Section Three of the Yosemite bill, which added to Sequoia National Park an area more than twice that which had so recently been reserved, described the addition only by township, section, and range numbers, so it was unlikely that any of the politicians who passed this bill realized that the area added included the famed Giant Forest and all of the Kaweah Colony timber claims. Nowhere in the text was there any mention of the Sequoia bill passed only a week earlier, nor of the famed Giant Forest, Tulare County, and the Kaweah watershed. With a road newly completed to the timber belt and claims filed on much of the land in question, it would have been hard to label this added land as worthless, which had historically been (and would continue to be) a key factor for consideration of reserving public lands.
Assured by the Committee that it was not “proposed in any manner to interfere with the rights of settlers or claimants,” the bill was read and passed through the House without any debate. In the Senate, the bill was read, and Senator George Edmunds of Vermont complained that it could not be understood and should be printed. Then someone spoke quietly to Edmunds, and he withdrew his objections. The bill passed the Senate without further debate. The one thing these congressmen did understand was that forest preservation had become a popular stance, so with the session nearly over, it is hardly surprising that they took the opportunity to cast their votes to save the Sierra forests.
The establishment of two national parks (and the mysterious enlargement of one) marked the end of the summer of 1890, a time of incredible activity and optimism for the Kaweah Colony. Several elements of Kaweah’s story progressed at once during that exciting spring and summer: the road was finished and a sawmill erected; a community began to flourish at Advance; a Nationalist movement gained momentum and helped attract members to the utopian endeavor; a growing conservation movement took root and began to realize legislative success; a government Land Agent investigated, supported, and ultimately antagonized the Colony; and the driving force behind Kaweah — Burnette Haskell — finally focused his commitment solely on the Colony, moving his family to the Sierra settlement. As summer gave way to fall, all these divergent aspects converged at one place and time. In fact, Haskell and his wife, Annie, arrived at the Colony on the very day the Yosemite bill was signed into law.

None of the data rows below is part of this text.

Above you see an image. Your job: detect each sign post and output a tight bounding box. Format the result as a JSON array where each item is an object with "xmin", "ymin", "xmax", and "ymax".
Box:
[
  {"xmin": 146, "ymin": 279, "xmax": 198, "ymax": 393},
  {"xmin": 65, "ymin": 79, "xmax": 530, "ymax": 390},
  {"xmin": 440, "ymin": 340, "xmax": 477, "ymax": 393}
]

It was several weeks before news of the bill’s passage and the enlargement of Sequoia National Park reached California. It would be decades before the mystery surrounding this development came to light.
SOURCES: In addition to contemporary newspaper reports in The Kaweah Commonwealth and the Visalia Weekly Delta, and books such as Dilsaver and Tweed’s Challenge of the Big Trees and John Muir and the Sierra Club Battle for Yosemite by Holway R. Jones (Berkeley, Calif., 1965), other sources for this chapter include “Kaweah Colony Traction Engine” in Los Tulares (No. 31, June 1957), Haskell’s article on Kaweah from Out West magazine, and James J. Martin’s unpublished manuscript “History of the Kaweah Colony” (including drafts and notes, circa 1930, Martin Family papers, Bancroft Library).